Because both snapshots and clones are cheap, it’s recommended that you take advantage of them. Clones can be useful to test deploying virtual machines, or development environments that are cloned from production environments. When finished, they can easily be destroyed, without affecting the parent dataset from which the snapshot was created.

⁠6.2.3.2.4. Sending and Receiving Filesystems

⁠ ZFS Send

Sending a ZFS filesystem means taking a snapshot of a dataset, and sending the snapshot. This ensures that while sending the data, it will always remain consistent, which is crux for all things ZFS. By default, we send the data to a file. We then can move that single file to an offsite backup, another storage server, or whatever. The advantage a ZFS send has over “dd”, is the fact that you do not need to take the filesystem offilne to get at the data. This is a Big Win IMO.

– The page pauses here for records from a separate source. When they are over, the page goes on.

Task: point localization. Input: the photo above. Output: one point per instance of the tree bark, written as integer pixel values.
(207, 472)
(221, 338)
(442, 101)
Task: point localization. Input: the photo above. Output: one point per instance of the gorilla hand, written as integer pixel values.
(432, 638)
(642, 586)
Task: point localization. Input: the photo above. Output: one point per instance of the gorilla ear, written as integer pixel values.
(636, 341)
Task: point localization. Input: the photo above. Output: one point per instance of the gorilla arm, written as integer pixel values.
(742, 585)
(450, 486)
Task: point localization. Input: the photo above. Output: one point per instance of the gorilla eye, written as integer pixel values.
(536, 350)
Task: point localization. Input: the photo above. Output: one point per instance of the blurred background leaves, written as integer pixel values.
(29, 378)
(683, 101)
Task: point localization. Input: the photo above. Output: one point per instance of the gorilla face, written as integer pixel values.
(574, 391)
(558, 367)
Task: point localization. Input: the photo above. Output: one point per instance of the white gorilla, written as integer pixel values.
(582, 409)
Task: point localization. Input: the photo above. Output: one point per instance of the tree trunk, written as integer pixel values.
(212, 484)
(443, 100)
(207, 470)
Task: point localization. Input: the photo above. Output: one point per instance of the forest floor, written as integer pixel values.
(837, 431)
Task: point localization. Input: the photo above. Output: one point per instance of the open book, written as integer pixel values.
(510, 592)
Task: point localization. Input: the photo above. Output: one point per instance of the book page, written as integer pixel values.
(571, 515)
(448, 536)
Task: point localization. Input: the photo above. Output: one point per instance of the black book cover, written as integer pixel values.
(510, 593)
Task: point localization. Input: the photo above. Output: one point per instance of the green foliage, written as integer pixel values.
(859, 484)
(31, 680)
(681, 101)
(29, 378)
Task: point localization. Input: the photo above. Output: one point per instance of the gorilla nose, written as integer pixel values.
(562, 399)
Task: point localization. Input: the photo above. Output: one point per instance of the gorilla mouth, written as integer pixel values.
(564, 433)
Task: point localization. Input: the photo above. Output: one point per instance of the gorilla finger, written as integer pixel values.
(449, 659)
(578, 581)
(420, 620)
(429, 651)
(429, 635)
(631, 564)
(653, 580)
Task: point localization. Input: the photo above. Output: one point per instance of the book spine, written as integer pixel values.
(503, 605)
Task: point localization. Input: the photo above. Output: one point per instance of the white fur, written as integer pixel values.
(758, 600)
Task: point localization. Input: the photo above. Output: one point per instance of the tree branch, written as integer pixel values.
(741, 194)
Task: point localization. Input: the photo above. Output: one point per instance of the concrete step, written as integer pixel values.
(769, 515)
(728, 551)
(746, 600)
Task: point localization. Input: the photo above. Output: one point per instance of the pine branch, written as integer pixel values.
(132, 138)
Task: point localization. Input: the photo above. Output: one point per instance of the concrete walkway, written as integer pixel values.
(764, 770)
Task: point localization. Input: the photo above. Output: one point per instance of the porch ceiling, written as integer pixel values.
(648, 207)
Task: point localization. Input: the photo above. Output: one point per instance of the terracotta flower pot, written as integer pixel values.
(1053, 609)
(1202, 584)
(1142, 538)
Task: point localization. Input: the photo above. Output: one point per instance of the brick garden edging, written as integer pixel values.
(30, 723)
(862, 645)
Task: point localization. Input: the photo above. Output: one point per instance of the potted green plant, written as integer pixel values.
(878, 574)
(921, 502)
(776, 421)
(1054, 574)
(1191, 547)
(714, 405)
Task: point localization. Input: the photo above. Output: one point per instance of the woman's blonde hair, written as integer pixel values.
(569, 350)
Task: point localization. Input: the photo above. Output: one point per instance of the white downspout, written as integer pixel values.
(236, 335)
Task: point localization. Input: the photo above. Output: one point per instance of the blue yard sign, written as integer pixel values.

To send a filesystem to a file, you first must make a snapshot of the dataset. After the snapshot has been made, you send the snapshot. This produces an output stream, that must be redirected. As such, you would issue something like the following:

0 root@cl-head ~ #
zfs snapshot tank/test@tuesday

0 root@cl-head ~ #
zfs send tank/test@tuesday > /backup/test-tuesday.img

Now, your brain should be thinking. You have at your disposal a whole suite of Unix utilities to manipulate data. So, rather than storing the raw data, how about we compress it with the “xz” utility?

0 root@cl-head ~ #
zfs send tank/test@tuesday | xz > /backup/test-tuesday.img.xz

Want to encrypt the backup? You could use OpenSSL or GnuPG:

0 root@cl-head ~ #
zfs send tank/test@tuesday | xz | openssl enc -aes-256-cbc -a
-salt > /backup/test-tuesday.img.xz.asc

⁠ ZFS Receive

Receiving ZFS filesystems is the other side of the coin. Where you have a data stream, you can import that data into a full writable filesystem. It wouldn’t make much sense to send the filesystem to an image file, if you can’t really do anything with the data in the file.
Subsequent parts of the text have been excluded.